Military operations targeting Rwandan rebels in the Democratic Republic of the Congo (DRC) would require a lot of time and must not result in “devastating consequences” to the population, as had occurred during a 2009 Congolese action against the rebels, UN Peacekeeping Missions Head, Herve Ladsous, has warned the United Nations Security Council on January 22, 2014 during a briefing on the situation on security in the DRC.
The briefing evolved around the gradual withdrawal of UN Peacekeeping troops in Congo, known as the United Nations Organization Stabilization Mission in the Democratic Republic of the Congo (MONUSCO).
The peacekeeping mission has been in the DRC for the last 15 years and has spent tens of billions of dollars.

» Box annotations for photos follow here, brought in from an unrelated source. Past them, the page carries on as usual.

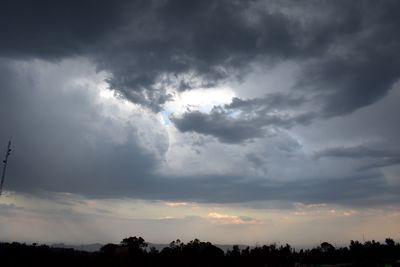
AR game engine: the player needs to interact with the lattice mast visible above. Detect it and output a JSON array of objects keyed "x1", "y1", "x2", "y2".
[{"x1": 0, "y1": 140, "x2": 11, "y2": 196}]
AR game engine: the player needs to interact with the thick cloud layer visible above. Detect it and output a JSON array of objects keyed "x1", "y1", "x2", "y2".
[
  {"x1": 0, "y1": 0, "x2": 400, "y2": 116},
  {"x1": 0, "y1": 0, "x2": 400, "y2": 209}
]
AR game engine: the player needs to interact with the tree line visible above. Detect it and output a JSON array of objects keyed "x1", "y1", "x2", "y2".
[{"x1": 0, "y1": 236, "x2": 400, "y2": 267}]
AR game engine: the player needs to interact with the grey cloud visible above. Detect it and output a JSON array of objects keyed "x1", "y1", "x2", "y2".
[
  {"x1": 171, "y1": 95, "x2": 316, "y2": 143},
  {"x1": 314, "y1": 145, "x2": 400, "y2": 159},
  {"x1": 314, "y1": 145, "x2": 400, "y2": 170},
  {"x1": 0, "y1": 0, "x2": 400, "y2": 117}
]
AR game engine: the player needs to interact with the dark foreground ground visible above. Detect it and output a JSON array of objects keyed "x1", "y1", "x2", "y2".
[{"x1": 0, "y1": 237, "x2": 400, "y2": 267}]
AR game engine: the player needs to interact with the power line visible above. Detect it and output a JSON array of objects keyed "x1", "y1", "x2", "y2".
[{"x1": 0, "y1": 140, "x2": 11, "y2": 196}]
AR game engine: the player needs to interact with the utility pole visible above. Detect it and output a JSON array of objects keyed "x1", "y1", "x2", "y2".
[{"x1": 0, "y1": 140, "x2": 11, "y2": 196}]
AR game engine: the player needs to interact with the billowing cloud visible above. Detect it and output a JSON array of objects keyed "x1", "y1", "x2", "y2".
[{"x1": 0, "y1": 0, "x2": 400, "y2": 245}]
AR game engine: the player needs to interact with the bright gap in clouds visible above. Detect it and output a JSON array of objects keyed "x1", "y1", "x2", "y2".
[{"x1": 164, "y1": 86, "x2": 236, "y2": 120}]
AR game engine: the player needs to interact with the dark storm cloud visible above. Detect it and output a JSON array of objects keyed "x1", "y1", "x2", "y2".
[
  {"x1": 0, "y1": 0, "x2": 400, "y2": 116},
  {"x1": 0, "y1": 0, "x2": 400, "y2": 205},
  {"x1": 171, "y1": 93, "x2": 315, "y2": 143},
  {"x1": 0, "y1": 0, "x2": 134, "y2": 59}
]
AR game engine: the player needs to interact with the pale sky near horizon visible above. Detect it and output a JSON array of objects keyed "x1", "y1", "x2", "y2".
[{"x1": 0, "y1": 0, "x2": 400, "y2": 246}]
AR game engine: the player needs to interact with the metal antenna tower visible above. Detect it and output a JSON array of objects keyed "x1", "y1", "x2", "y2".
[{"x1": 0, "y1": 140, "x2": 11, "y2": 196}]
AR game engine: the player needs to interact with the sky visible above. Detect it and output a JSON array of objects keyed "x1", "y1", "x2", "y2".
[{"x1": 0, "y1": 0, "x2": 400, "y2": 246}]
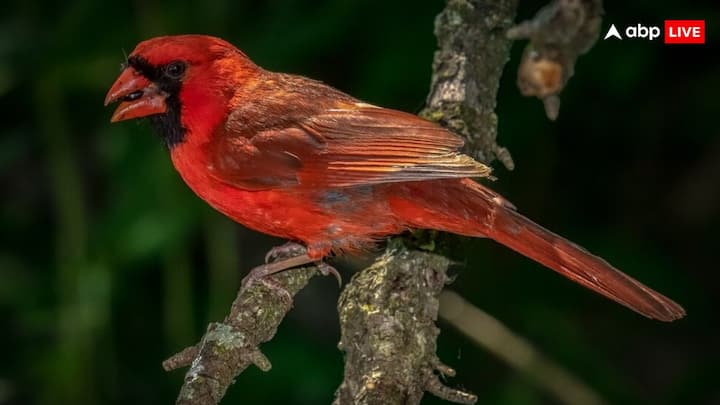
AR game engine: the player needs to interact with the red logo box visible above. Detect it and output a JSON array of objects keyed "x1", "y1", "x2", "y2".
[{"x1": 665, "y1": 20, "x2": 705, "y2": 44}]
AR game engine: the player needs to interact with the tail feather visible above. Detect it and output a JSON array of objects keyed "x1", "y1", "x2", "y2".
[{"x1": 394, "y1": 179, "x2": 685, "y2": 322}]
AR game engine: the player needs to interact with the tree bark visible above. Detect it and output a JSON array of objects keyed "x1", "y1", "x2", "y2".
[
  {"x1": 334, "y1": 0, "x2": 517, "y2": 405},
  {"x1": 163, "y1": 0, "x2": 602, "y2": 405}
]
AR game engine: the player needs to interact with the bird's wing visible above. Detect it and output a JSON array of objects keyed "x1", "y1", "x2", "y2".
[{"x1": 211, "y1": 102, "x2": 490, "y2": 189}]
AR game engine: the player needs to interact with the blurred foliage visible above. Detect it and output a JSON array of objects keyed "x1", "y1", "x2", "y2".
[{"x1": 0, "y1": 0, "x2": 720, "y2": 404}]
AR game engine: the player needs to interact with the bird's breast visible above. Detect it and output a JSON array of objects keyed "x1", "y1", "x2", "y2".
[{"x1": 171, "y1": 142, "x2": 404, "y2": 251}]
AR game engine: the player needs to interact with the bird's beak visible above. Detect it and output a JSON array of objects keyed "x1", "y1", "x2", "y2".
[{"x1": 105, "y1": 67, "x2": 167, "y2": 122}]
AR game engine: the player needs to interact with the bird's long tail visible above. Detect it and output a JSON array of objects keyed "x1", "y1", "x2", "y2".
[{"x1": 393, "y1": 179, "x2": 685, "y2": 322}]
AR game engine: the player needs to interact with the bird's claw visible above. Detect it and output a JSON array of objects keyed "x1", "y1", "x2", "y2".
[{"x1": 316, "y1": 262, "x2": 342, "y2": 287}]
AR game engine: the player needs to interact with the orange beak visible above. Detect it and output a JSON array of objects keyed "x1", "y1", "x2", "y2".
[{"x1": 105, "y1": 67, "x2": 167, "y2": 122}]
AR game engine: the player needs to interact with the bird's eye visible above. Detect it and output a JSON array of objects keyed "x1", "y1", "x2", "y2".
[{"x1": 164, "y1": 62, "x2": 185, "y2": 79}]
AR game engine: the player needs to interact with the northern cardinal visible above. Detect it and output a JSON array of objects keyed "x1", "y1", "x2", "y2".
[{"x1": 105, "y1": 35, "x2": 685, "y2": 321}]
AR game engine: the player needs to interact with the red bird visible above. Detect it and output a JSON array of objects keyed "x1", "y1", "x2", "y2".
[{"x1": 105, "y1": 35, "x2": 685, "y2": 321}]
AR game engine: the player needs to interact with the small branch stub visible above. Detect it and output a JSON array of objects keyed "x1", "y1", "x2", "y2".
[
  {"x1": 507, "y1": 0, "x2": 603, "y2": 121},
  {"x1": 334, "y1": 240, "x2": 477, "y2": 405},
  {"x1": 169, "y1": 267, "x2": 317, "y2": 405}
]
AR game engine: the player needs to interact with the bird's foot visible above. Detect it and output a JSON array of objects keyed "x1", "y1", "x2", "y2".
[
  {"x1": 240, "y1": 242, "x2": 342, "y2": 292},
  {"x1": 240, "y1": 254, "x2": 314, "y2": 293},
  {"x1": 265, "y1": 242, "x2": 307, "y2": 263},
  {"x1": 315, "y1": 261, "x2": 342, "y2": 287}
]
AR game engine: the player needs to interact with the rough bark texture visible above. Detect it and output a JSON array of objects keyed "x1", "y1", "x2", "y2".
[
  {"x1": 335, "y1": 0, "x2": 517, "y2": 405},
  {"x1": 163, "y1": 0, "x2": 602, "y2": 405},
  {"x1": 420, "y1": 0, "x2": 517, "y2": 170},
  {"x1": 334, "y1": 241, "x2": 477, "y2": 405},
  {"x1": 163, "y1": 267, "x2": 317, "y2": 405},
  {"x1": 507, "y1": 0, "x2": 603, "y2": 120}
]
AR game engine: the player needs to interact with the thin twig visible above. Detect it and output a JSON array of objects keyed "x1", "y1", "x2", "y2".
[{"x1": 440, "y1": 291, "x2": 607, "y2": 405}]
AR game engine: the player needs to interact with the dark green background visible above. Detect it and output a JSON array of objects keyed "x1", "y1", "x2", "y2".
[{"x1": 0, "y1": 0, "x2": 720, "y2": 404}]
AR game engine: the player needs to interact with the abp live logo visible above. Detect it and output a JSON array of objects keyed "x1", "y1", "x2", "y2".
[{"x1": 665, "y1": 20, "x2": 705, "y2": 44}]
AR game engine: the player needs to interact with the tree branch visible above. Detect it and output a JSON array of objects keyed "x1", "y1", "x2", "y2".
[
  {"x1": 334, "y1": 240, "x2": 477, "y2": 405},
  {"x1": 163, "y1": 267, "x2": 317, "y2": 405},
  {"x1": 420, "y1": 0, "x2": 517, "y2": 170},
  {"x1": 507, "y1": 0, "x2": 603, "y2": 121},
  {"x1": 163, "y1": 0, "x2": 601, "y2": 405},
  {"x1": 334, "y1": 0, "x2": 517, "y2": 405}
]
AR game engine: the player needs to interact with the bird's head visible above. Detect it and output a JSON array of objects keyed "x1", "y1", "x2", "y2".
[{"x1": 105, "y1": 35, "x2": 259, "y2": 147}]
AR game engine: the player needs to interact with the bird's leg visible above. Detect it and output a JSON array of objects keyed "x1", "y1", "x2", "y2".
[
  {"x1": 315, "y1": 262, "x2": 342, "y2": 287},
  {"x1": 265, "y1": 242, "x2": 307, "y2": 263},
  {"x1": 240, "y1": 253, "x2": 315, "y2": 291},
  {"x1": 241, "y1": 242, "x2": 342, "y2": 290}
]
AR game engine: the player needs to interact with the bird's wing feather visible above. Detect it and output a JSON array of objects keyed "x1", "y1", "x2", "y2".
[{"x1": 211, "y1": 102, "x2": 490, "y2": 189}]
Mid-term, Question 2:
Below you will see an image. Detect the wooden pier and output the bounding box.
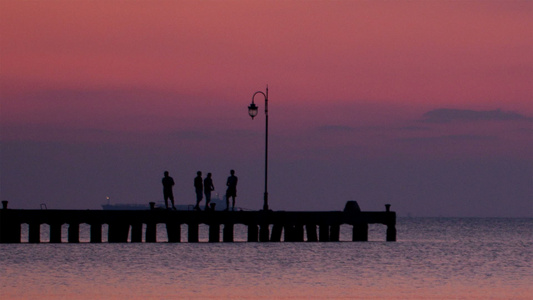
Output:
[0,201,396,243]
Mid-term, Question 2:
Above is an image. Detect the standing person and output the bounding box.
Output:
[226,170,238,210]
[194,171,204,210]
[204,173,215,211]
[161,171,176,210]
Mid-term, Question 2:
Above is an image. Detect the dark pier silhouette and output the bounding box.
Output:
[0,201,396,243]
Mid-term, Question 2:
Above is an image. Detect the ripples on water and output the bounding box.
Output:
[0,218,533,299]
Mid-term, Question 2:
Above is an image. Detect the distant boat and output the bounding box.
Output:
[102,193,226,211]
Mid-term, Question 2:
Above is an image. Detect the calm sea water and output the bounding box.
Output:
[0,218,533,299]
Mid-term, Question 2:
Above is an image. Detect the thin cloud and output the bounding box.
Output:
[422,108,533,123]
[317,125,354,133]
[398,134,498,143]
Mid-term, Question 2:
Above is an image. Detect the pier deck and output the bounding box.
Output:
[0,201,396,243]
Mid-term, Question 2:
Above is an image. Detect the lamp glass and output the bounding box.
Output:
[248,103,257,119]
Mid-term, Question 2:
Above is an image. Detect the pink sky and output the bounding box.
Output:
[0,1,533,216]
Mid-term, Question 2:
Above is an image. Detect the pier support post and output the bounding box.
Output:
[167,222,181,243]
[270,224,287,242]
[387,224,396,242]
[145,223,157,243]
[352,223,368,242]
[107,223,130,243]
[0,218,21,243]
[90,223,102,243]
[248,224,259,242]
[131,222,143,243]
[318,224,329,242]
[50,223,62,243]
[329,224,341,242]
[222,224,233,243]
[293,224,304,242]
[187,223,198,243]
[68,223,80,243]
[305,224,318,242]
[28,223,41,243]
[259,224,270,242]
[209,224,220,243]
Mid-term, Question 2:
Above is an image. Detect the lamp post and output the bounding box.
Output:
[248,85,268,211]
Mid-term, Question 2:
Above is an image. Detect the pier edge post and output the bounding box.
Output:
[50,223,63,243]
[145,222,157,243]
[68,223,80,243]
[187,223,198,243]
[223,224,234,243]
[90,223,102,243]
[248,224,259,242]
[209,223,220,243]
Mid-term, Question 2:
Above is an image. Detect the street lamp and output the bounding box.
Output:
[248,85,268,211]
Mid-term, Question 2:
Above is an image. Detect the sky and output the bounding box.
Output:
[0,0,533,217]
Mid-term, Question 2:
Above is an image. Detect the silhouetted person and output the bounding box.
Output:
[204,173,215,210]
[161,171,176,210]
[226,170,238,210]
[194,171,204,210]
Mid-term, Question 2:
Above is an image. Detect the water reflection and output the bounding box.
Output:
[0,219,533,299]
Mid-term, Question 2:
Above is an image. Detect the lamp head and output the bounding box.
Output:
[248,102,258,120]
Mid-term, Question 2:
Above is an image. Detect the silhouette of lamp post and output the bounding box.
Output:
[248,85,268,211]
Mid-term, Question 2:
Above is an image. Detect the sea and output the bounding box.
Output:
[0,217,533,300]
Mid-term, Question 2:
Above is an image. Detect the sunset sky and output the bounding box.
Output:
[0,0,533,217]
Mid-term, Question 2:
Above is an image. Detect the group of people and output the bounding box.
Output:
[161,170,238,211]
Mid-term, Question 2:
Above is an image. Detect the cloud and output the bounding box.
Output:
[422,108,533,123]
[398,134,498,143]
[317,125,354,133]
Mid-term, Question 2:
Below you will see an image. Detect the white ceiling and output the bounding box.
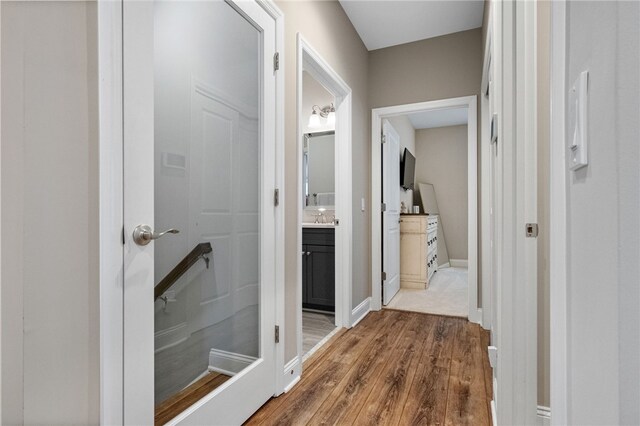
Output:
[340,0,484,50]
[407,107,468,130]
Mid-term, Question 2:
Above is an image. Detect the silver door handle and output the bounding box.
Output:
[133,225,180,246]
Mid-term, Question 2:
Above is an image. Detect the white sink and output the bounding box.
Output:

Yet, peace has remained elusive, and the DRC Government and the Congolese people, especially those in the Eastern DRC where insecurity remains high have become more and more impatient. The DRC Government Representative at the UN Security Council briefing, Gata Mavita wa Lufuta, expressed the feeling by saying that "Fifteen years is a whole lifetime. All that we ask is that we be treated as adults."
Since 1996, several military operations, some qualified as “acts of genocide” by the United Nations have deliberately and systematically targeted Rwandan refugees, leading to millions of dead, including Congolese civilians.
These operations, including the systematic massacres of refugees in 1996-1997 by Rwandan Defense Forces, then known as Rwandan Patriotic Army and Umoja Wetu, Kimia I and Kimia II of 2009-2010, have all failed to bring peace in the region. Instead, they have led to human tragedy, massacres and more instability in the region. Moreover, these military operations have wasted resources.
Regarding military operations against Rwandan rebels of teh FDLR, the DRC Government representative said that it is up to the FARDC, the Congolese army, to come up with a strategy to deal with combattants without harming the civilians, whereas Herve Ladsous alluded to the envisioned imminent action with Congolese forces against the FDLR.
"In passing, I must say that military operations against FDLR must start now. But at the same time, we need to recognize and take into account that achieving tangible results against the FDLR will require both resources and time. As you know, the nature of this group is that it is dispered and immersed within the local population. So it would take take and we need to make sure we avoid the repetition of what happened in 2009, when the FARDC had undertaken operations against the same group, against the FDLR, which led to absolutely devastating human consequences."